Impact on Bangladesh’s garment sector
The restriction is expected to significantly affect Bangladesh’s export earnings from India, particularly in the ready-made garments (RMG) sector. Bangladesh, one of the world’s largest garment exporters, recorded RMG exports worth approximately USD 38 billion in 2023. Of that, around USD 700 million worth was exported to India, with more than 90 percent entering through land ports.
With the land route now closed to garment exports, exporters in Bangladesh will need to shift to maritime channels, potentially increasing costs and transit times.
Northeast India no longer a 'captive market'
Government officials indicated that the move is partly intended to end what they described as Bangladesh’s assumption that India’s Northeast is an automatic or “captive” market for its exports. They added that India had provided open access for Bangladeshi goods through all land ports, while Bangladesh had not extended similar privileges for Indian goods at its own border posts.
“Bangladesh needs to realise that it cannot cherry-pick terms of bilateral trade solely for its benefit or assume the Northeast is a captive market for its exports, while denying it market access and transit,” another official source said.
Boost for local industry in Northeast India
India views the policy change as an opportunity to strengthen manufacturing and local entrepreneurship in its Northeast region, which shares a long border with Bangladesh and is seen as a vital component of India’s regional and economic strategy.
“The equal market space now available in the resource-rich Northeast is expected to give a fillip to manufacturing and entrepreneurship in the region under the Atmanirbhar Bharat schemes and policies,” the same official noted, referring to India's broader self-reliance initiative.

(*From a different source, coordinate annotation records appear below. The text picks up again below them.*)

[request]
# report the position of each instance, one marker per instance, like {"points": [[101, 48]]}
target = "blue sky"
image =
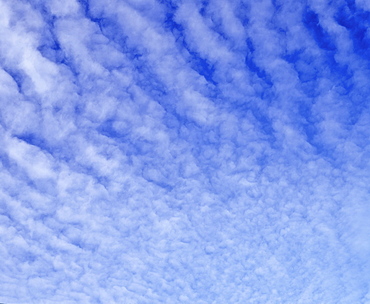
{"points": [[188, 151]]}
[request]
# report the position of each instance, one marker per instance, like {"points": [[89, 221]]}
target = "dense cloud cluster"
{"points": [[184, 151]]}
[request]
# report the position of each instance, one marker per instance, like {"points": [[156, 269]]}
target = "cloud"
{"points": [[184, 152]]}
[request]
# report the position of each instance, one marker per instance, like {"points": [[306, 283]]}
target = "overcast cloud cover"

BIMSTEC and regional trade dynamics
The Northeast is a strategically significant region within the Bay of Bengal Initiative for Multi-Sectoral Technical and Economic Cooperation (BIMSTEC), a regional grouping that includes India, Bangladesh, Bhutan, Myanmar, Nepal, Sri Lanka and Thailand. Prime Minister Narendra Modi has previously emphasised the central role of the Northeast in India’s Act East policy and BIMSTEC cooperation.
There are currently 11 operational land transit points between India and Bangladesh in the Northeast—three in Assam, two in Meghalaya, and six in Tripura. Historically, India has permitted Bangladeshi exports through all of them. However, Indian officials have long expressed concerns about Bangladesh maintaining restrictive inspection and access procedures at its corresponding ports of entry for Indian goods.
The latest measures by India suggest a shift towards a more assertive trade posture in the region, aimed at rebalancing a relationship that officials say has leaned disproportionately in Bangladesh’s favour.
While there has been no official response from Dhaka as of Sunday evening, the development may prompt diplomatic engagement between the two neighbours to address the growing concerns over mutual market access and trade equity.